Nonparametric causal structure learning in high dimensions

TL;DR

This paper introduces nonparametric variants of causal structure learning algorithms that use conditional distance covariance, enabling consistent high-dimensional learning beyond Gaussian assumptions.

Contribution

It develops nonparametric versions of PC-stable and FCI-stable algorithms using CdCov, with proven high-dimensional consistency for general distributions.

Findings

Algorithms perform comparably to Gaussian-based methods on Gaussian data.

Proposed methods outperform in non-Gaussian models.

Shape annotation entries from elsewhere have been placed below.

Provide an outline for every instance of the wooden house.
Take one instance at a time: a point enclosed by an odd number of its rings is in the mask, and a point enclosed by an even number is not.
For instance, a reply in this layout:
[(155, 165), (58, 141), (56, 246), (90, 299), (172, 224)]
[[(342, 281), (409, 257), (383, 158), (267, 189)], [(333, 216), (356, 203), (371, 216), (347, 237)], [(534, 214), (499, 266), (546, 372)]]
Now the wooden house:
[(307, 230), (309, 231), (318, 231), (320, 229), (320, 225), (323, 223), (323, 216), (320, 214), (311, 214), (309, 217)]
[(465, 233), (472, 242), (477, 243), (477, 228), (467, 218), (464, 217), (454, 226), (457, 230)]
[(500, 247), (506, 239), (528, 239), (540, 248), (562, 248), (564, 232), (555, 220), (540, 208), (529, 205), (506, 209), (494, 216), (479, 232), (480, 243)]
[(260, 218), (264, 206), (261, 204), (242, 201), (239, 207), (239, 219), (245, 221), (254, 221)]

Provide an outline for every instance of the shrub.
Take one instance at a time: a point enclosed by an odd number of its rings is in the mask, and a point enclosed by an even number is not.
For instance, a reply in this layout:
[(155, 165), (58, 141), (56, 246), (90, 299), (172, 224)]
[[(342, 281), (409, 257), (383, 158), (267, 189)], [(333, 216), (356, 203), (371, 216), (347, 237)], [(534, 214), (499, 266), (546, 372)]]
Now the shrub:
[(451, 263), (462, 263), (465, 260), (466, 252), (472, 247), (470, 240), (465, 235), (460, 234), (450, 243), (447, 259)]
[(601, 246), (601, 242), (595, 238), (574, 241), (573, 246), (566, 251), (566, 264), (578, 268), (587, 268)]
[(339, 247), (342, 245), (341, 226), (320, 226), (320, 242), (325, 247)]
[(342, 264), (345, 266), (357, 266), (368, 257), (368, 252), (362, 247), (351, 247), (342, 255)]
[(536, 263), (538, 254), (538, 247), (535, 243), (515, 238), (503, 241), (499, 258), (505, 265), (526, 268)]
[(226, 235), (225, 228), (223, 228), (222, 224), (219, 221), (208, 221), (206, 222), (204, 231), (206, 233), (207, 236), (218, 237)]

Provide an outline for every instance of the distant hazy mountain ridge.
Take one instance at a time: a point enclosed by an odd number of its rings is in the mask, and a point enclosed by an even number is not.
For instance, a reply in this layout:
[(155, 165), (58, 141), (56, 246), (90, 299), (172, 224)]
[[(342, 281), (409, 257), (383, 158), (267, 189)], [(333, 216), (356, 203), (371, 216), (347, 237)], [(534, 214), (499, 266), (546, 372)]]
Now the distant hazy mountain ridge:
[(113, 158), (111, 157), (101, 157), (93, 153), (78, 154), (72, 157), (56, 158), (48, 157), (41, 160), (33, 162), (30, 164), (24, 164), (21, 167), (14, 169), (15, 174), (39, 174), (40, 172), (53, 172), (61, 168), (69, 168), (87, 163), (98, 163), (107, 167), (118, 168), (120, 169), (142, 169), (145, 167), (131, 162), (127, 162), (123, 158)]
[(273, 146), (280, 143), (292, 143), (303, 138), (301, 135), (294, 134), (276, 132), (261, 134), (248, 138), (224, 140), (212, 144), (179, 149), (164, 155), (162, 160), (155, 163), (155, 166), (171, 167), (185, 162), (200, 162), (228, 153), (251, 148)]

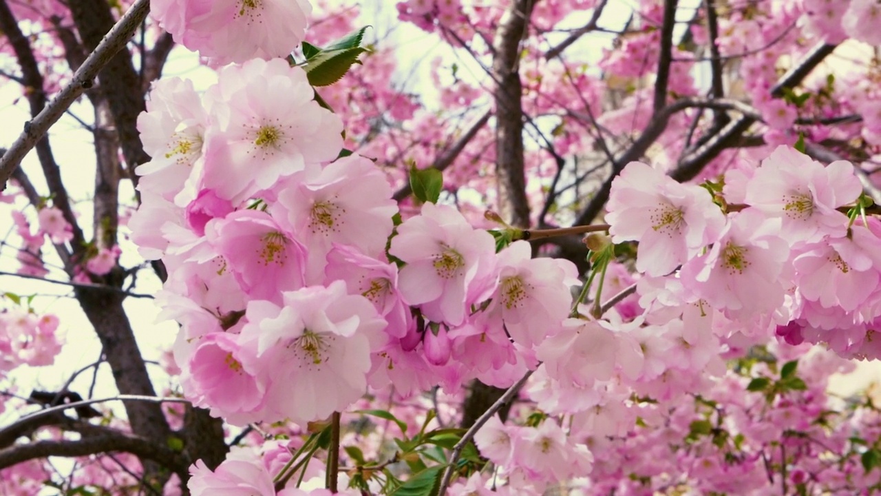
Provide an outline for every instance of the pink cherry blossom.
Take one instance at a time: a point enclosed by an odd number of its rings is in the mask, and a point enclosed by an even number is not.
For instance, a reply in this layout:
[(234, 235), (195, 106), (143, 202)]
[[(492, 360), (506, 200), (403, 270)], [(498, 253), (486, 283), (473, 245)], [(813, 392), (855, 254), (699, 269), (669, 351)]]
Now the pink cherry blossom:
[(251, 297), (276, 299), (303, 287), (306, 250), (268, 214), (240, 210), (211, 222), (205, 234)]
[(370, 354), (385, 346), (386, 326), (342, 281), (283, 293), (284, 306), (248, 304), (240, 343), (245, 370), (271, 378), (263, 419), (305, 425), (344, 410), (366, 389)]
[(397, 205), (385, 175), (359, 155), (307, 167), (270, 209), (308, 252), (307, 280), (321, 282), (333, 243), (379, 257), (394, 228)]
[(569, 288), (579, 283), (568, 260), (532, 259), (526, 241), (516, 241), (497, 256), (499, 285), (486, 312), (504, 322), (515, 342), (536, 346), (554, 334), (569, 314)]
[(154, 0), (151, 13), (174, 41), (216, 65), (285, 57), (302, 41), (307, 0)]
[(751, 208), (736, 214), (707, 255), (683, 266), (683, 285), (729, 316), (774, 312), (783, 304), (781, 276), (789, 257), (780, 222)]
[(750, 179), (744, 201), (779, 217), (781, 237), (793, 243), (817, 241), (824, 235), (844, 234), (847, 217), (836, 208), (856, 200), (862, 191), (850, 162), (824, 167), (792, 148), (778, 147)]
[(272, 475), (253, 448), (233, 447), (226, 459), (211, 471), (197, 460), (189, 468), (193, 496), (254, 496), (275, 494)]
[(640, 242), (636, 269), (663, 275), (714, 243), (725, 217), (707, 190), (631, 162), (612, 182), (606, 222), (612, 241)]
[(406, 262), (401, 295), (435, 322), (458, 326), (466, 304), (485, 299), (495, 252), (492, 237), (475, 229), (455, 208), (426, 203), (398, 226), (389, 252)]
[(314, 95), (306, 72), (281, 59), (221, 69), (207, 95), (217, 123), (205, 134), (203, 186), (238, 203), (335, 159), (343, 123)]

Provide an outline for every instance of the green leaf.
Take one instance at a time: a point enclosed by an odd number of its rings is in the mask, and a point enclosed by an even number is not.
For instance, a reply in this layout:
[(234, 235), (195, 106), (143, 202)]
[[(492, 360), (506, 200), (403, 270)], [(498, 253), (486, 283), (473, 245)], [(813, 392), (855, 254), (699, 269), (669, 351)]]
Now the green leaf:
[(869, 473), (881, 462), (881, 455), (874, 449), (870, 449), (862, 454), (862, 456), (860, 457), (860, 462), (862, 462), (862, 469), (866, 470), (866, 473)]
[(713, 432), (713, 425), (709, 420), (695, 420), (688, 425), (688, 431), (690, 436), (706, 435)]
[(753, 393), (756, 391), (764, 391), (767, 388), (769, 384), (771, 384), (770, 379), (766, 377), (757, 377), (750, 381), (750, 384), (746, 387), (746, 390)]
[(783, 364), (783, 367), (780, 369), (780, 378), (788, 379), (796, 375), (796, 369), (798, 367), (798, 360), (793, 360), (791, 362), (787, 362)]
[(322, 49), (320, 48), (313, 45), (312, 43), (303, 41), (303, 55), (306, 56), (306, 60), (309, 60), (310, 58), (315, 56), (321, 53), (321, 51)]
[(437, 203), (443, 189), (443, 174), (436, 169), (418, 169), (414, 165), (410, 169), (410, 188), (419, 201)]
[(183, 440), (181, 440), (177, 436), (168, 436), (168, 440), (166, 441), (166, 443), (168, 445), (168, 447), (170, 447), (172, 451), (177, 453), (181, 453), (181, 451), (183, 451)]
[(440, 477), (445, 468), (440, 465), (422, 470), (393, 491), (392, 496), (438, 496), (438, 492), (440, 491)]
[(780, 384), (786, 389), (792, 389), (794, 391), (804, 391), (808, 388), (808, 385), (797, 377), (790, 377), (786, 380), (781, 380)]
[(455, 443), (459, 442), (462, 435), (465, 433), (464, 429), (435, 429), (426, 432), (423, 439), (426, 442), (453, 449)]
[(309, 84), (314, 86), (332, 85), (349, 71), (352, 64), (360, 64), (358, 61), (359, 56), (369, 51), (360, 46), (366, 29), (367, 26), (362, 27), (324, 49), (303, 43), (303, 55), (307, 58), (304, 69)]
[(364, 465), (364, 452), (361, 451), (361, 448), (357, 446), (345, 446), (343, 447), (343, 449), (345, 450), (346, 455), (352, 458), (352, 462), (359, 465)]
[(792, 147), (795, 148), (795, 149), (796, 149), (796, 150), (798, 150), (799, 152), (801, 152), (803, 154), (805, 153), (804, 152), (805, 147), (804, 147), (804, 135), (803, 134), (802, 134), (801, 132), (798, 133), (798, 140), (796, 141), (796, 144), (793, 145)]
[(496, 253), (504, 250), (514, 241), (514, 233), (511, 229), (492, 229), (489, 232), (496, 240)]
[(391, 420), (395, 424), (397, 424), (397, 426), (399, 429), (401, 429), (401, 432), (403, 434), (407, 433), (407, 423), (403, 422), (403, 420), (398, 420), (396, 417), (395, 417), (394, 415), (389, 413), (384, 410), (356, 410), (355, 413), (360, 413), (361, 415), (369, 415), (371, 417), (378, 417), (380, 418), (384, 418), (386, 420)]

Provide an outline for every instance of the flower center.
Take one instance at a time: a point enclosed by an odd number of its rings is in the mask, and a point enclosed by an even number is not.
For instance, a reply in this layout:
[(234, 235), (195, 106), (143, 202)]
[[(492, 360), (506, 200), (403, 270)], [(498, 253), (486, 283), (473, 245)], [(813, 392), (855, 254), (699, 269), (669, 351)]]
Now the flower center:
[(749, 250), (745, 246), (737, 246), (729, 242), (722, 251), (722, 265), (728, 269), (729, 274), (744, 274), (744, 269), (750, 267), (750, 261), (746, 259), (747, 253)]
[(505, 308), (520, 307), (526, 299), (526, 288), (520, 276), (506, 277), (501, 282), (501, 297)]
[(377, 277), (370, 280), (370, 287), (361, 292), (361, 296), (367, 298), (374, 304), (379, 304), (381, 300), (390, 292), (391, 281), (385, 277)]
[(232, 353), (227, 353), (223, 361), (231, 371), (241, 373), (241, 364), (233, 357)]
[(840, 270), (842, 274), (848, 274), (848, 272), (850, 272), (850, 266), (848, 265), (848, 262), (841, 259), (840, 253), (839, 253), (838, 252), (833, 252), (835, 254), (829, 255), (829, 257), (826, 259), (835, 264), (835, 267), (837, 267), (838, 269)]
[(316, 201), (312, 206), (309, 228), (314, 234), (328, 234), (339, 230), (339, 214), (345, 213), (344, 208), (338, 208), (330, 201)]
[(170, 150), (166, 158), (174, 158), (178, 165), (192, 165), (196, 155), (202, 150), (202, 139), (185, 132), (175, 132), (168, 144)]
[[(334, 341), (334, 336), (328, 334), (322, 335), (309, 329), (305, 329), (303, 330), (303, 335), (295, 339), (293, 342), (288, 345), (288, 348), (292, 346), (295, 347), (296, 351), (303, 352), (303, 355), (300, 356), (301, 358), (307, 358), (313, 364), (320, 365), (329, 358), (328, 349), (330, 348), (330, 345), (329, 342), (326, 342), (327, 341)], [(300, 353), (296, 354), (300, 355)]]
[(666, 234), (668, 237), (672, 237), (674, 234), (678, 234), (682, 229), (682, 224), (684, 221), (685, 214), (682, 208), (677, 208), (672, 205), (667, 205), (663, 207), (655, 208), (652, 211), (649, 220), (652, 222), (652, 229), (656, 232), (662, 232)]
[(284, 134), (281, 130), (274, 125), (264, 125), (257, 130), (256, 137), (254, 139), (254, 144), (261, 148), (278, 147), (278, 142), (281, 141)]
[(264, 234), (261, 240), (263, 244), (257, 251), (257, 256), (263, 261), (263, 265), (268, 266), (270, 263), (285, 265), (285, 261), (287, 259), (287, 252), (285, 251), (287, 237), (285, 237), (285, 235), (278, 231), (272, 231)]
[(783, 212), (790, 219), (805, 220), (814, 213), (814, 197), (811, 192), (783, 196)]
[(443, 252), (434, 256), (434, 270), (442, 279), (452, 279), (459, 275), (462, 267), (465, 267), (465, 259), (455, 250), (441, 244)]

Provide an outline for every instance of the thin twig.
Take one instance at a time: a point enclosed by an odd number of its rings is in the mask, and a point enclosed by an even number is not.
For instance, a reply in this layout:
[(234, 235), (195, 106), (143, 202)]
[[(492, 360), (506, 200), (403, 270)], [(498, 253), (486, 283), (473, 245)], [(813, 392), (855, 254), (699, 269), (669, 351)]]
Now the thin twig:
[(484, 426), (484, 424), (486, 424), (486, 422), (492, 418), (492, 416), (495, 415), (500, 409), (501, 409), (501, 407), (510, 402), (517, 395), (517, 393), (520, 392), (520, 388), (526, 384), (526, 380), (529, 379), (533, 372), (535, 371), (527, 371), (526, 373), (523, 374), (523, 377), (520, 378), (520, 380), (514, 383), (514, 386), (508, 387), (507, 391), (506, 391), (500, 398), (496, 400), (496, 402), (492, 403), (492, 406), (486, 409), (486, 411), (485, 411), (484, 414), (478, 418), (474, 425), (468, 429), (465, 434), (462, 436), (462, 439), (459, 440), (459, 442), (455, 443), (455, 446), (453, 447), (453, 453), (449, 455), (449, 462), (447, 464), (447, 468), (444, 469), (443, 479), (440, 483), (440, 490), (437, 492), (438, 494), (447, 493), (447, 487), (449, 486), (449, 483), (453, 479), (453, 472), (455, 471), (455, 462), (459, 461), (459, 457), (462, 456), (463, 450), (465, 449), (469, 441), (474, 438), (474, 435), (477, 434), (478, 431)]
[(0, 158), (0, 192), (6, 189), (6, 183), (12, 175), (12, 170), (19, 166), (27, 152), (46, 135), (48, 129), (58, 121), (68, 108), (86, 89), (92, 87), (98, 72), (125, 46), (149, 11), (150, 0), (137, 0), (107, 33), (95, 51), (92, 52), (77, 70), (70, 83), (40, 114), (26, 123), (24, 132)]

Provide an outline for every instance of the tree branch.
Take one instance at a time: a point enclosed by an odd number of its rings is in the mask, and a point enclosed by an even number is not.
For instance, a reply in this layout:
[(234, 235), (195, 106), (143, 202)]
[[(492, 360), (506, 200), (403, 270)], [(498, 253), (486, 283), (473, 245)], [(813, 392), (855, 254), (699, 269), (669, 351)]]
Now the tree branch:
[(125, 452), (142, 460), (152, 460), (174, 472), (187, 472), (188, 461), (155, 440), (120, 432), (107, 432), (79, 440), (41, 440), (15, 445), (0, 450), (0, 469), (48, 456), (88, 456), (110, 452)]
[(515, 0), (505, 11), (492, 45), (492, 74), (497, 82), (496, 176), (499, 210), (512, 226), (529, 225), (523, 170), (523, 88), (520, 81), (520, 50), (532, 16), (533, 0)]
[[(458, 139), (456, 139), (455, 143), (453, 143), (453, 145), (450, 147), (444, 150), (443, 154), (441, 154), (440, 156), (434, 159), (434, 162), (432, 163), (431, 168), (443, 171), (445, 169), (452, 165), (453, 162), (455, 162), (455, 159), (459, 156), (459, 154), (461, 154), (462, 151), (465, 149), (465, 147), (478, 134), (478, 132), (480, 131), (480, 129), (483, 128), (485, 125), (486, 125), (486, 123), (490, 120), (490, 115), (491, 113), (489, 110), (485, 112), (484, 115), (481, 116), (479, 119), (478, 119), (474, 124), (471, 124), (471, 127), (468, 128), (468, 131), (466, 131), (464, 134), (463, 134)], [(402, 187), (400, 190), (395, 192), (395, 194), (392, 195), (392, 198), (396, 201), (401, 201), (402, 199), (410, 196), (410, 193), (411, 193), (413, 191), (410, 188), (410, 184), (408, 184), (405, 186)]]
[[(27, 123), (25, 132), (10, 147), (7, 153), (0, 158), (0, 192), (6, 189), (6, 182), (12, 175), (12, 169), (21, 163), (21, 159), (27, 154), (27, 152), (33, 148), (34, 145), (45, 136), (49, 127), (58, 121), (77, 98), (83, 94), (86, 89), (92, 87), (98, 72), (116, 52), (125, 46), (135, 30), (146, 18), (149, 10), (150, 0), (136, 0), (131, 8), (122, 16), (122, 19), (107, 33), (94, 51), (74, 73), (70, 83), (56, 96), (51, 103)], [(141, 105), (143, 106), (143, 101)], [(131, 165), (133, 164), (130, 164), (130, 166)]]
[(608, 3), (609, 0), (602, 0), (598, 5), (594, 7), (594, 12), (590, 16), (590, 20), (588, 21), (588, 24), (574, 31), (566, 40), (563, 40), (559, 45), (548, 50), (547, 53), (544, 54), (544, 59), (551, 60), (555, 56), (559, 56), (559, 54), (563, 53), (563, 50), (569, 48), (569, 46), (577, 41), (579, 38), (596, 29), (596, 23), (599, 22), (600, 16), (603, 15), (603, 11), (605, 9), (606, 4)]
[(670, 64), (673, 53), (673, 27), (676, 26), (677, 0), (664, 0), (663, 24), (661, 26), (661, 54), (655, 79), (655, 112), (667, 104), (667, 85), (670, 82)]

Theoretical guarantees extend to broader distribution classes.

Abstract

The PC and FCI algorithms are popular constraint-based methods for learning the structure of directed acyclic graphs (DAGs) in the absence and presence of latent and selection variables, respectively. These algorithms (and their order-independent variants, PC-stable and FCI-stable) have been shown to be consistent for learning sparse high-dimensional DAGs based on partial correlations. However, inferring conditional independences from partial correlations is valid if the data are jointly Gaussian or generated from a linear structural equation model -- an assumption that may be violated in many applications. To broaden the scope of high-dimensional causal structure learning, we propose nonparametric variants of the PC-stable and FCI-stable algorithms that employ the conditional distance covariance (CdCov) to test for conditional independence relationships. As the key theoretical contribution, we prove that the high-dimensional consistency of the PC-stable and FCI-stable algorithms carry over to general distributions over DAGs when we implement CdCov-based nonparametric tests for conditional independence. Numerical studies demonstrate that our proposed algorithms perform nearly as good as the PC-stable and FCI-stable for Gaussian distributions, and offer advantages in non-Gaussian graphical models.